Alex let the phone face down again. He didn't close his eyes yet. He pictured the library doors - glass smudged by a hundred hands - a blue backpack, a quick exchange that looked like any exchange. He pictured Atrium's plant wall and a folding table with a polite banner and a person in a polo who would not be able to make him perform if he didn't offer to. He pictured Ivy behind glass and the room not pretending to be anything except a place where people chose caffeine.
The HUD kept quiet. He appreciated that about it - the way it didn't insist on being the main character when the work was small and human.
From the hallway, Parker's voice traveled like a soft law. "Quiet hours, folks. Save the karaoke for the quad."
A door clicked. The building settled. Dylan made one more tiny celebratory noise into his pillow and then surrendered to gravity. Jack's breathing evened.

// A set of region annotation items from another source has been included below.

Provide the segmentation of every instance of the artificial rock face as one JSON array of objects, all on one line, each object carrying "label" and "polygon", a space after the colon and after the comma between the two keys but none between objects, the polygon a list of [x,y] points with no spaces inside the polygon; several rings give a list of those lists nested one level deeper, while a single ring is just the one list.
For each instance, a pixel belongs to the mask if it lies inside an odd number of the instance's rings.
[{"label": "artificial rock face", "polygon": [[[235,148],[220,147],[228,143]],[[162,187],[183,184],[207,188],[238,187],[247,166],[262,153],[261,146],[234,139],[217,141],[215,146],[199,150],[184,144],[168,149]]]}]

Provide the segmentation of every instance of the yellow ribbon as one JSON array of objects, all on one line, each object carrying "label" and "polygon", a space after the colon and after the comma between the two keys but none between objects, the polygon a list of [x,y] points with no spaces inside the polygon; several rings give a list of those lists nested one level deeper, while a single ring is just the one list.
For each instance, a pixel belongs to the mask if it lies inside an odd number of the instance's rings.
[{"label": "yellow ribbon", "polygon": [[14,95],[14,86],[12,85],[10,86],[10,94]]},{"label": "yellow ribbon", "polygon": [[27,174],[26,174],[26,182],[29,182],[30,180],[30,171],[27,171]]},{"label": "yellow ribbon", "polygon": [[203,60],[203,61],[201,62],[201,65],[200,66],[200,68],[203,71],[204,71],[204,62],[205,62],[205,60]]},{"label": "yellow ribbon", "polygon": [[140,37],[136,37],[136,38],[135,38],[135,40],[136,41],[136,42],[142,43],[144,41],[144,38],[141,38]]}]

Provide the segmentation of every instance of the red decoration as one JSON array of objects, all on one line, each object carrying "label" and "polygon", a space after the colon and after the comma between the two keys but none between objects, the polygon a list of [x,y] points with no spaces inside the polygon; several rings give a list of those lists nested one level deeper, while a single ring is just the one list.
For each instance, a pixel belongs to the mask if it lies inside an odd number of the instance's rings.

Alex rolled onto his back and let the ceiling be a ceiling. The flyer under his laptop made a rigid line against the desk edge like a ruler checking a margin. He liked knowing where margins were.
His phone vibrated once more - softer, on delay. He flipped it.
[Text - IVY MONROE]: Also - if the demo tries to hand you a mic, I will push the ficus in front of us and we will hide behind it like professionals.
He smiled into the dark. He typed Noted. Ficus protocol and didn't send it, not yet. It felt like a line you say on a stage and then pretend you didn't rehearse. He let it sit where good lines live when they're not needed.
Dylan's hand flopped off the bed, palm up, as if asking the room for one last favor. Jack's book made a small sound as it reached a chapter break.
The minimized crescent glowed. The world lay exactly where he'd put it for the night.
His thumb hovered over the unsent Ficus protocol and the send plane waited - small, bright, and easy.